The event, which is free and open to the public, begins at 7:00 p.m. in the Toyota Auditorium at the Howard H. Baker Jr. Center for Public Policy. Bogart will sign copies of his book following his presentation.
From 1990 to 2002, Bogart was on the faculty of the Weatherhead School of Management at Case Western Reserve University. While at CWRU, he served as chair of the department of economics and as a research associate of the Center for Regional Economic Issues.
A recipient of multiple teaching awards, Bogart was selected by the undergraduate students of CWRU to receive the Carl F. Wittke Award for distinguished undergraduate teaching and the undergraduate teaching excellence award for humanities and social sciences. He was also selected by the students of the Mandel Center for Nonprofit Organizations to receive the first faculty member of the year award in 1994. Bogart was the recipient of the Weatherhead undergraduate teaching award multiple times.
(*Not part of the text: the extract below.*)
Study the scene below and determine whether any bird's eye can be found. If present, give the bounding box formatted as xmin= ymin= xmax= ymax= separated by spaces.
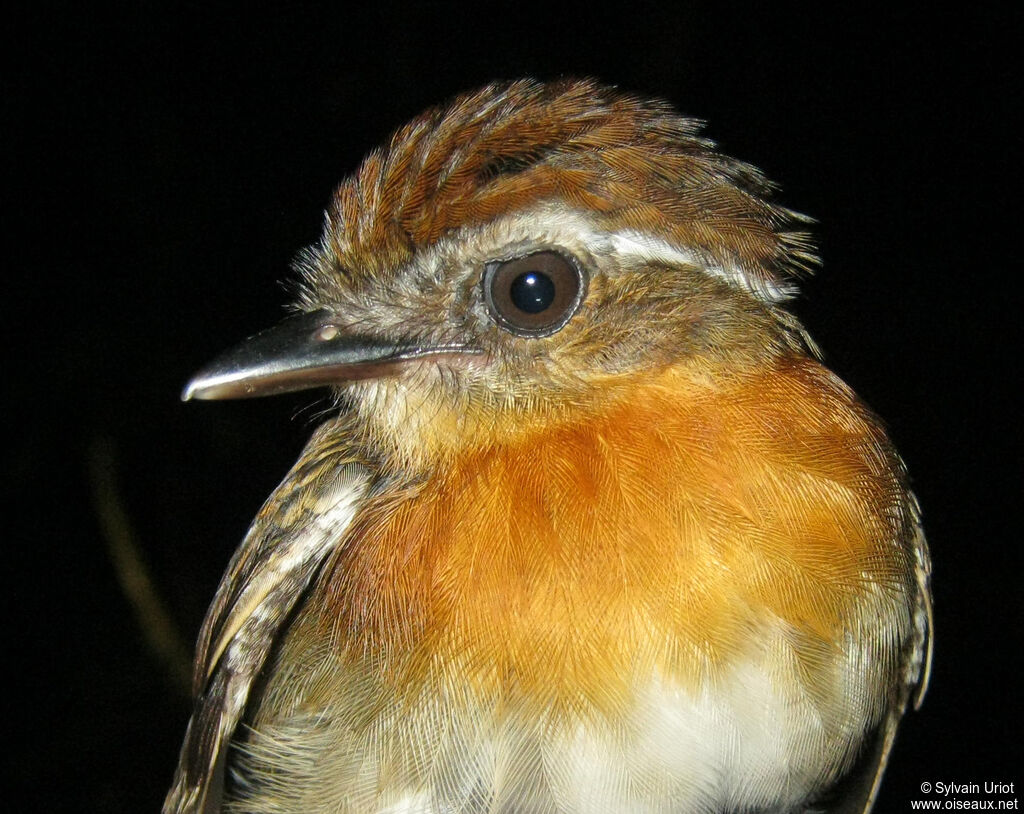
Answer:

Bogart has taught undergraduate courses in urban economics, public finance, real estate finance, the economics of state and local governments, principles of microeconomics, and economic perspectives, and graduate courses on the economics of nonprofit organizations, economics for management, and value creation through real estate.
Bogart’s research interests include state and local government tax and spending decisions, local government economic development and land-use policy, and the effects of school redistricting on real estate markets. He has served as an expert in court cases involving the effects of environmental damage on property values and on the impact of a professional football team leaving a city before the end of its lease.
“The Economics of Cities and Suburbs,” his textbook for the urban economics course, and “Don’t Call It Sprawl: Metropolitan Structure in the Twenty-first Century” were published in 1998 and 2006, respectively. His latest book is in the publication process.
Bogart received a bachelor’s degree in economics and mathematical sciences from Rice University and a master’s degree and doctorate in economics from Princeton University, where his work was recognized with the Outstanding Dissertation Award from the National Tax Association. He most recently completed studies at the Graduate School of Education at Harvard University in the summer of 2010.